Джон так крепко сжал мою руку, что у меня заныли костяшки пальцев. Лили, сестра-близняшка Эвы, сидела в приёмной, болтая ногами в воздухе, ещё не до конца понимая, что происходит, и жевала крекеры, которые ей дала медсестра.
Через четыре дня Эвы не стало.
Я почти ничего не помню после этого. Капельницы. Потолок, в который я смотрела бесконечно долго. Дебби, мать Джона, шепчущая что-то в коридоре. Бумаги, которые мне сунули под руку, и я подписала их, не читая. Осунувшееся лицо Джона — таким я не видела его ни до, ни после.
Я так и не увидела, как опустили гроб. Я так и не подержала свою дочь в последний раз после того, как замолчали аппараты. В моей памяти есть стена там, где должны были остаться те дни, и за этой стеной — ничего.
Но Лили нужно было, чтобы я продолжала жить, и я продолжала.

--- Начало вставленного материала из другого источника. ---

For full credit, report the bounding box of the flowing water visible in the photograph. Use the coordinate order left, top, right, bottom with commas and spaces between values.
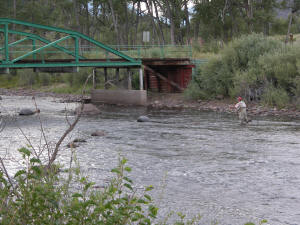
0, 96, 300, 225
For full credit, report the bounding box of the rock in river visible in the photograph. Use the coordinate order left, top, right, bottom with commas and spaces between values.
137, 116, 150, 122
19, 108, 40, 116
75, 104, 101, 115
91, 130, 105, 137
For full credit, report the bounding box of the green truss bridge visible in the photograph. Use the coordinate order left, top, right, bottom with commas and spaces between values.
0, 18, 142, 73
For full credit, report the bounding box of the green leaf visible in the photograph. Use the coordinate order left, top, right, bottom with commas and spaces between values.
18, 147, 31, 156
111, 168, 120, 174
144, 194, 152, 201
145, 185, 154, 191
149, 205, 158, 217
124, 167, 131, 172
124, 183, 133, 190
121, 158, 127, 165
30, 158, 41, 163
84, 182, 95, 191
15, 170, 26, 177
32, 166, 42, 174
259, 220, 268, 225
72, 193, 83, 198
123, 177, 133, 184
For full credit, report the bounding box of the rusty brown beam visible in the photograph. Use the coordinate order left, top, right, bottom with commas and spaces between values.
144, 65, 184, 91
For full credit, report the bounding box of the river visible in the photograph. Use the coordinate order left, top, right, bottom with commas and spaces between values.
0, 96, 300, 225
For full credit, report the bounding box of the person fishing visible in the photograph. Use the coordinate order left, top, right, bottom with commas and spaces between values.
235, 97, 249, 124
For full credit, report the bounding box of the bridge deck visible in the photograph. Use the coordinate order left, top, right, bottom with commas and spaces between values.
5, 58, 191, 69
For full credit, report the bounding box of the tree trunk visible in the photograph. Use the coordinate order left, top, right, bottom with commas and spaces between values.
123, 1, 129, 45
165, 0, 176, 45
12, 0, 17, 42
146, 0, 158, 44
108, 0, 121, 45
285, 13, 294, 43
85, 0, 90, 49
153, 0, 165, 45
133, 1, 141, 45
184, 0, 191, 44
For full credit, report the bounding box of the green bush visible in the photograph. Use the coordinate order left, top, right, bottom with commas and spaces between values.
262, 85, 289, 108
0, 148, 206, 225
186, 34, 300, 107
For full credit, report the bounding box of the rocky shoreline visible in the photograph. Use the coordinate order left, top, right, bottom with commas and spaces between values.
0, 88, 300, 119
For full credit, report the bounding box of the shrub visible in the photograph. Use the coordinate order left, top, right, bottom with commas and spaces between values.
186, 34, 300, 107
262, 85, 289, 108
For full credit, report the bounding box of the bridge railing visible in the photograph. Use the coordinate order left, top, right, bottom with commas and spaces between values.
0, 44, 193, 59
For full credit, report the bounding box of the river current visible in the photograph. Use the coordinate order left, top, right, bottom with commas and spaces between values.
0, 96, 300, 225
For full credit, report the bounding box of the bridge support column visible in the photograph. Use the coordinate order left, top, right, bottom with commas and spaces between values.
104, 67, 108, 89
127, 68, 132, 90
139, 67, 144, 90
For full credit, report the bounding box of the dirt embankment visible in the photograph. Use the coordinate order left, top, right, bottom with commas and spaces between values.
0, 88, 300, 119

Три года — это очень долго, если всё это время ты просто продолжаешь дышать сквозь боль.
Я вернулась на работу. Водила Лили в детский сад, на гимнастику, на дни рождения. Готовила ужин, складывала бельё, улыбалась в нужные моменты. Со стороны я, наверное, выглядела нормально. А внутри было ощущение, будто я каждый день хожу с камнем в груди. Просто со временем я научилась нести его лучше.
Однажды утром за кухонным столом я сказала Джону, что нам нужно переехать. Он не спорил — он и так всё понимал. Мы продали дом, собрали вещи и уехали за тысячу миль в город, где нас никто не знал.
Мы купили маленький дом с жёлтой дверью. Некоторое время новизна помогала.
Лили вот-вот должна была пойти в первый класс. Тем утром она стояла у входной двери в новых кроссовках, с туго затянутыми лямками рюкзака, буквально светясь от возбуждения. Последние недели она только и говорила о школе: о классе, о учительнице, о том, сядет ли рядом с ней кто-нибудь добрый.
— Готова, солнышко? — спросила я.
— О да, мама! — весело ответила она. И впервые за долгое время я по-настоящему рассмеялась.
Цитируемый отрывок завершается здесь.